De Noorse progmetalband Winds brengt met “The Imaginary Direction Of Time” haar tweede volwaardige studioalbum uit, althans volwaardig wat de lengte betreft. Evenals op “Reflections of the I” wordt het kwartet ook op dit album bijgestaan door enkele levende muzikanten: violen en een cello nemen een prominente plaats in op dit album. Een muzikaal zo rijk bezet album kan het natuurlijk wel af zonder de bombast die op andere progmetal- en neoprogplaten nogal eens in hinderlijke hoeveelheid aanwezig is. Een eerste beluistering leert dan ook dat deze bombast ontbreekt. De vonk springt bij mij niet direct over, maar gezien de positieve recensies die dit album op enkele andere websites krijgt en gezien het basisgegeven dat een progressief album meer dan eens wat meer luisterbeurten nodig heeft, probeer ik het dapper nog enkele malen.Jammer genoeg valt ook een flink aantal zware luistersessies later het kwartje nog steeds niet. Ambitie en goede bedoelingen kunnen het gezelschap niet ontzegd worden. Tekstueel is het de zware kost (of: het gezwam in de ruimte) die je bij zo’n albumtitel verwacht. Het zijn in elk geval niet de meest clichématig denkbare clichés.
Het is echter vooral op het muzikale vlak dat dit album wat mij betreft volledig de mist in gaat. De ambitie om strijkers aan stevige muziek toe te voegen hoeft beslist niet direct afgeserveerd te worden, maar dit album biedt niets meer dan het slechtste van beide werelden. Bij vlagen fraaie strijkpartijen worden bruut onderbroken door weinig opbeurend metaalwerk, dat op zijn beurt gortdroog geproduceerd is. De gitaarsolo’s van Carl August Tidemann steken (niet qua lengte, maar wel inhoudelijk) de Yngwie Malmsteens en Steve Vais van deze wereld naar de kroon qua zinloos gepiel.
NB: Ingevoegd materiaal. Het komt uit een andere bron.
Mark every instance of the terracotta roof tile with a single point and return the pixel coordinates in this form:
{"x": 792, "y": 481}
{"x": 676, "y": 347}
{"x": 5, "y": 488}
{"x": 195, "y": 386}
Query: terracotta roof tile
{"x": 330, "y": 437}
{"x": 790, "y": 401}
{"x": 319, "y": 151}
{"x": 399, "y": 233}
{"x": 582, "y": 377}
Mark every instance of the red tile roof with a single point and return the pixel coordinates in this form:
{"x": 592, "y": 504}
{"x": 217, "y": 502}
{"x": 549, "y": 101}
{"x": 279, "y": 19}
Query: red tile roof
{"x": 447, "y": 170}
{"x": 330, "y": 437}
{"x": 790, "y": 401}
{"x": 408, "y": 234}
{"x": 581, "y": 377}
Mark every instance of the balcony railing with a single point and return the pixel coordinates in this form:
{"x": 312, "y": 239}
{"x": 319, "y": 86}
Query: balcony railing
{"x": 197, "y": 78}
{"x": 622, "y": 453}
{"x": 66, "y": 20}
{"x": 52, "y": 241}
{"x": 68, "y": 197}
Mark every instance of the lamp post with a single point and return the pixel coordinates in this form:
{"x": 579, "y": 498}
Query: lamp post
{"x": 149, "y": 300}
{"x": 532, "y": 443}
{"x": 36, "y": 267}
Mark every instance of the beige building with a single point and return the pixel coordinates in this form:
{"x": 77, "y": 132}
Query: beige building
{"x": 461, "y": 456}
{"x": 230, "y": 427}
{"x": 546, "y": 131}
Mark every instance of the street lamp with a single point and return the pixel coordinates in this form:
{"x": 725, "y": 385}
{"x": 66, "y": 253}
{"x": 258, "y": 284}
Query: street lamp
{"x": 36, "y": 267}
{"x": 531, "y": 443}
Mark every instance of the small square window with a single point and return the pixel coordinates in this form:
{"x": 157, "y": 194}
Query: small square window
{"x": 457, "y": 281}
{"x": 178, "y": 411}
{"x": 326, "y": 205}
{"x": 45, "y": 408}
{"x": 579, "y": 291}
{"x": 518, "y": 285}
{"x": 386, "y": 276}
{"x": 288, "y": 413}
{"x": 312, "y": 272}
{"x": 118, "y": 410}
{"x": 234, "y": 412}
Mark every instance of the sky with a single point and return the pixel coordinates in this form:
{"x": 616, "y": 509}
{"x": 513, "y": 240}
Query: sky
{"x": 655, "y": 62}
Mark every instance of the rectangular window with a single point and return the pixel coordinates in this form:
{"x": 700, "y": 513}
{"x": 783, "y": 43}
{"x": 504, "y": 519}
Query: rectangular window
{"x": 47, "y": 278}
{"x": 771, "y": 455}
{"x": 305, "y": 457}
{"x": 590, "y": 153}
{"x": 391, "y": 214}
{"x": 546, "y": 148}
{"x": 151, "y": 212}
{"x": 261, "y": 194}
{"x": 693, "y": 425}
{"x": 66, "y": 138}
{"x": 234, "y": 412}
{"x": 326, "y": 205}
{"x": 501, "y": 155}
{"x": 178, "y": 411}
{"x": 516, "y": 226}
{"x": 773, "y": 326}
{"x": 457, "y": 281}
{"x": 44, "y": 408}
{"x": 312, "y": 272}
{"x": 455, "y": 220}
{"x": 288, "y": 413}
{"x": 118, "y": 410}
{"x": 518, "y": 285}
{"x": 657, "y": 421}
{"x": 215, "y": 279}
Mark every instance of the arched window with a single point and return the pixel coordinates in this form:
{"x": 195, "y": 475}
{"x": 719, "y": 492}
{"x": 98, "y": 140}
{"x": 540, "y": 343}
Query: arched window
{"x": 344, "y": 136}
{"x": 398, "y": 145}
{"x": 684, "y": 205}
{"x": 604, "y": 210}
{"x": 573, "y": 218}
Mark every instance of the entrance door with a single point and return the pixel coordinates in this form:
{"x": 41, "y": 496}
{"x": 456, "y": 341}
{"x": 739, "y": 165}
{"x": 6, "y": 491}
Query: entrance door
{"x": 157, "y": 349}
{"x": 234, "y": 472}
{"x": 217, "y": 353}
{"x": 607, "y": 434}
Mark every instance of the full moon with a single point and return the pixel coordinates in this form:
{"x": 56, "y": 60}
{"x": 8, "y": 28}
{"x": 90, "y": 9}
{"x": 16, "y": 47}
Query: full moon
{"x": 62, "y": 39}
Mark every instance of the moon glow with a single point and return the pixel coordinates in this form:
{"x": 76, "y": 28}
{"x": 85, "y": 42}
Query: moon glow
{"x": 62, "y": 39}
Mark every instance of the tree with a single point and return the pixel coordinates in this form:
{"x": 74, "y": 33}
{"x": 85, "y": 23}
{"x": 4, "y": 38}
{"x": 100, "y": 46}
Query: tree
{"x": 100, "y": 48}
De zang van Lars Eric Si valt ook niet mee. In diverse nummers doet de combinatie van zang en onderliggende muziek ronduit vals aan. De treurigheid van de strijkers die in sommige contexten juist charme aan muziek geeft, maakt het er hier alleen maar met elk nummer een stukje hopelozer op. De meeste nummers openen herkenbaar met zo’n strijkpartijtje, maar wellicht is dit vooral gedaan om te maskeren dat de nummers verder elke vorm van kop of staart ontberen. Enige vorm van herkenbare melodie ontbreekt ten slotte.
Alles bij elkaar kan ik nog één positief punt van het album melden: het duurt slechts 44 minuten.